Diante do exposto, dou parcial provimento ao recurso do reclamante para, afastando a prescrição total pronunciada, acrescer à condenação o pagamento de diferenças de comissões, as quais serão apuradas em liquidação de sentença, a partir de documentos colacionados aos autos pela reclamada, com reflexos em repousos semanais remunerados e feriados, adicional por tempo de serviço, horas extras, 13º salários, férias com 1/3 e aviso prévio.

3) AUXÍLIO ALIMENTAÇÃO. NATUREZA JURÍDICA

O autor não se conforma com a rejeição do pedido de integração dos valores pagos a título de auxílio alimentação ao salário. Aduz que desde a admissão, em 2005, recebeu valores a título de auxílio alimentação. Apenas em 2008 a empregadora se inscreveu no PAT. Invoca, assim, a adoção do entendimento consolidado na OJ nº 413 da SDI-I e das Súmulas nº 51, I, e nº 241 do TST.

Passo ao exame.

A vantagem em comento não se reveste de natureza salarial, dada a participação do trabalhador no seu custeio, tal como se verifica dos recibos salariais, que registram descontos correspondentes (rubrica 541), inclusive em período anterior à adesão da empresa ao Programa de Alimentação do Trabalhador - PAT (ID. 016469d). Portanto, à toda evidência, sempre houve a participação do reclamante no custeio do benefício.

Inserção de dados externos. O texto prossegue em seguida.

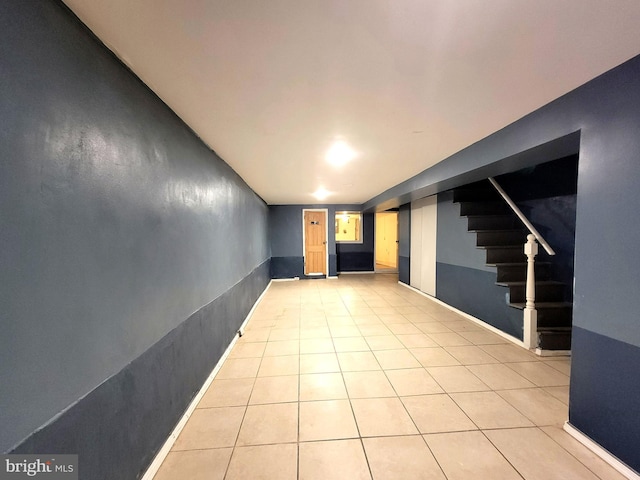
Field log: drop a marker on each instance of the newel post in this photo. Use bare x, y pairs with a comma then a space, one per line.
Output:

Assim, irretorquível a sentença que, considerando que a alimentação subsidiada pelo empregado desfigura o caráter in natura da parcela, não atribuiu à verba natureza salarial.

Nego provimento.

4) JORNADA EXTERNA. ARTIGO 62, I, DA CLT

A Julgadora a quo, após análise da prova oral produzida, concluiu que o reclamante estava inserido na exceção do art. 62, I, da CLT e, portanto, julgou improcedente os pedidos relativos ao pagamento de horas extras e do intervalo para repouso e alimentação.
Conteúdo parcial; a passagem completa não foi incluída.